The rule we refer to is that the VIX becomes oversold (overbought) when it closes 10% below (above) its 10-day simple moving average (SMA). And if the VIX is oversold (overbought), then the S&P 500 (SPX) is likely overbought (oversold).

Rennie refines the threshold to 15%, which produces fewer signals, of course, but more reliable ones, particularly one and two days out. He gets even better results substituting the CBOE OEX Implied Volatility Index (VXO), which is calculated using S&P 100 (OEX) options, i.e., the original VIX methodology.

He only looks at oversold VIX signals, but frankly, those will work better in that you will not get the slippage you get when the VIX goes overbought. Remember just a few weeks back the VIX got as much as 90% above the 10-day SMA, so you would eat up a year’s worth of good signals if you got caught with one bad one like that.

If I could refine this even further, I would add that whatever threshold you like with this indicator, you will find it works best if it’s a short-term contra trend move.

In other words, let’s say the market is in an intermediate-term downtrend (like, say, right now).
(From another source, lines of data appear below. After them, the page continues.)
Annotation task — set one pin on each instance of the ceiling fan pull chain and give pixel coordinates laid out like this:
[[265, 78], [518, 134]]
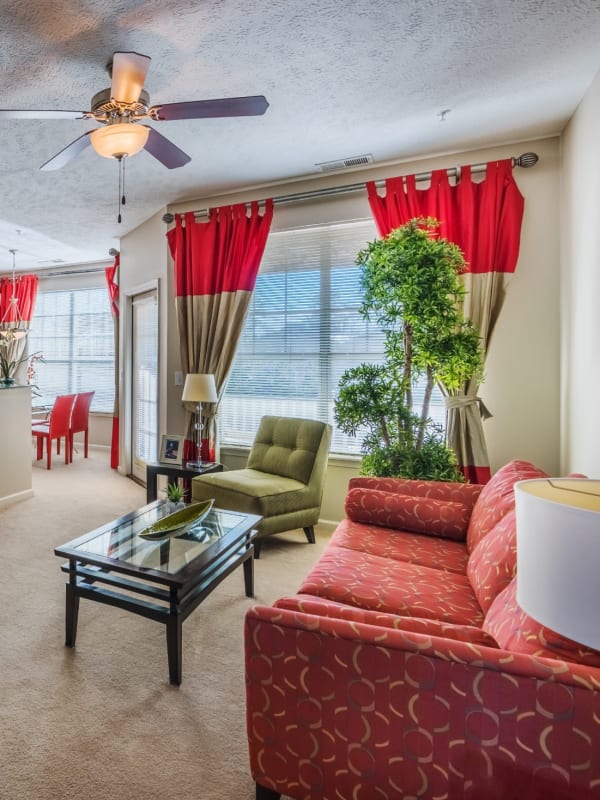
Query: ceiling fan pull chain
[[120, 161]]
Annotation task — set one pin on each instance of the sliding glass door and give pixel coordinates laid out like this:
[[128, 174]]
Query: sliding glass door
[[144, 384]]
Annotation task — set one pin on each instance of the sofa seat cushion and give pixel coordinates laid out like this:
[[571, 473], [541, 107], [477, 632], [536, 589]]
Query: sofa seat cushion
[[516, 631], [397, 587], [493, 563], [308, 604], [428, 551], [421, 514], [251, 491], [497, 499]]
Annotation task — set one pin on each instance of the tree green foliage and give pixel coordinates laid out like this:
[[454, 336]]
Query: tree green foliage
[[412, 290]]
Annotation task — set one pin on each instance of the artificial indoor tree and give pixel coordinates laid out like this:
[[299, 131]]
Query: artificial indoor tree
[[412, 289]]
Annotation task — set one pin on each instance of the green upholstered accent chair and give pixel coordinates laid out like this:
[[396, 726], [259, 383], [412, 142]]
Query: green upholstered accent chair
[[282, 481]]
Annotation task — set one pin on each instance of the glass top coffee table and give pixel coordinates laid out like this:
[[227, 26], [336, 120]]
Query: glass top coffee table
[[163, 579]]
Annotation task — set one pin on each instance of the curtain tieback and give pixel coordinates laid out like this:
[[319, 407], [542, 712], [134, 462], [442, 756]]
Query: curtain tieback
[[463, 401]]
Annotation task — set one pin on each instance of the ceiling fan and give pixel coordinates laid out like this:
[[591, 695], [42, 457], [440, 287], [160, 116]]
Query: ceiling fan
[[121, 108]]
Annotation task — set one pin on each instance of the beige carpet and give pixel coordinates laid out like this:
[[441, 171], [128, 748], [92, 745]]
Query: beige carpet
[[101, 721]]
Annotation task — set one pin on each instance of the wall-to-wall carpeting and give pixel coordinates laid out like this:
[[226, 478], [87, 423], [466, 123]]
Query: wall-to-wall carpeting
[[101, 721]]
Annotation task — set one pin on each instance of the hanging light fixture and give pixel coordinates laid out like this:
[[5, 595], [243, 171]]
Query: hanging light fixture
[[119, 139], [12, 323]]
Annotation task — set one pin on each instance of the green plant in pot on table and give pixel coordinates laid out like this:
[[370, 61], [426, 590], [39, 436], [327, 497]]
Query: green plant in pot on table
[[175, 496], [412, 289]]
Oversold VIX indications, like a move 15% below the 10-day SMA in this example, will often yield a good signal that a contra trend short-term rally within a longer-term downtrend has run its course. In plain English, that means it’s a propitious time to enter a bearish trade.

However, overbought VIX indications within an intermediate-term downtrend will not provide a reliable bullish signal for the market.

As I type, none of this sits in play just yet. VIX and VXO each sit about 5% above their respective 10-day SMAs. But if you believe the intermediate term remains down — and with SPDR S&P 500 (AMEX: SPY) below its 50-day and 200-day moving averages, that’s a sound opinion — then you should not read much into VIX or VXO even if (when) they do nudge higher.